← Back to Library

A Multi-Turn Framework for Evaluating AI Misuse in Fraud and Cybercrime Scenarios

Authors: Kimberly T. Mai, Anna Gausen, Magda Dubois, Mona Murad, Bessie O'Dell, Nadine Staes-Polet, Christopher Summerfield, Andrew Strait

Published: 2026-02-25

arXiv ID: 2602.21831v2

Added to Library: 2026-03-04 04:00 UTC

Red Teaming

📄 Abstract

AI is increasingly being used to assist fraud and cybercrime. However, it is unclear the extent to which current large language models can provide useful information for complex criminal activity. Working with law enforcement and policy experts, we developed multi-turn evaluations for three fraud and cybercrime scenarios (romance scams, CEO impersonation, and identity theft).

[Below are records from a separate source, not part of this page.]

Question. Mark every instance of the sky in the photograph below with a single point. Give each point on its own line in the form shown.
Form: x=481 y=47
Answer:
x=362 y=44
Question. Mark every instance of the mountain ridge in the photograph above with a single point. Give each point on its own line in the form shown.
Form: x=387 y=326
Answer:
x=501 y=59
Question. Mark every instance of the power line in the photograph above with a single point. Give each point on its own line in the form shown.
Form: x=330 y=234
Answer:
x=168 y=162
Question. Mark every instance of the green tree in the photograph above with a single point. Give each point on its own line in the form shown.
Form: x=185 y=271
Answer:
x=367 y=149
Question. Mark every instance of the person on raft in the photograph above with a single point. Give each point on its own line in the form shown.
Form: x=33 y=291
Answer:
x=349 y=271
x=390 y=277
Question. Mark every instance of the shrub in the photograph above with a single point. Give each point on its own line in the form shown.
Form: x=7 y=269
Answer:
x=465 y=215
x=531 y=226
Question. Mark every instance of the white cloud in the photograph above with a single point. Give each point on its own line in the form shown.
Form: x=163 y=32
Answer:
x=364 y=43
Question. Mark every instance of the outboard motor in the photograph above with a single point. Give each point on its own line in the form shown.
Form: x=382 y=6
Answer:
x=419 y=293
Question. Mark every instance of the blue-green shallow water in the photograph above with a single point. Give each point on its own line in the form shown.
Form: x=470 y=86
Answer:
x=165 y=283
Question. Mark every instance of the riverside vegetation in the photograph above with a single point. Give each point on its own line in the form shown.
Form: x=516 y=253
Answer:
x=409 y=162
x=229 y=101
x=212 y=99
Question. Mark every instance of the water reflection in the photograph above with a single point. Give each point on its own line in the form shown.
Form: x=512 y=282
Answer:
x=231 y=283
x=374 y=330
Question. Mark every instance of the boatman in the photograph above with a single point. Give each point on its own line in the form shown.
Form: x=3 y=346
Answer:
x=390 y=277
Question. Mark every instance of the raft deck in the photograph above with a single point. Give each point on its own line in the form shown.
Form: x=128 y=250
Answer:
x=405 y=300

Our evaluations focus on text-to-text interactions. In each scenario, we evaluate whether models provide actionable assistance beyond information typically available on the web, as assessed by domain experts. We do so in ways designed to resemble real-world misuse, such as breaking down requests for fraud into a sequence of seemingly benign queries. We found that (1) current large language models provide minimal actionable information for fraud and cybercrime without the use of advanced jailbreaking techniques, (2) model safeguards have significant impact on the provision of information, with the two open-weight large language models fine-tuned to remove safety guardrails providing the most actionable and useful responses, and (3) decomposing requests into benign-seeming queries elicited more assistance than explicitly malicious framing or basic system-level jailbreaks. Overall, the results suggest that current text-generation models provide relatively minimal uplift for fraud and cybercrime through information provision, without extensive effort to circumvent safeguards. This work contributes a reproducible, expert-grounded framework for tracking how these risks may evolve with time as models grow more capable and adversaries adapt.

🔍 Key Points

  • Developed a reproducible, expert-grounded framework for assessing AI misuse in fraud and cybercrime scenarios using multi-turn evaluations.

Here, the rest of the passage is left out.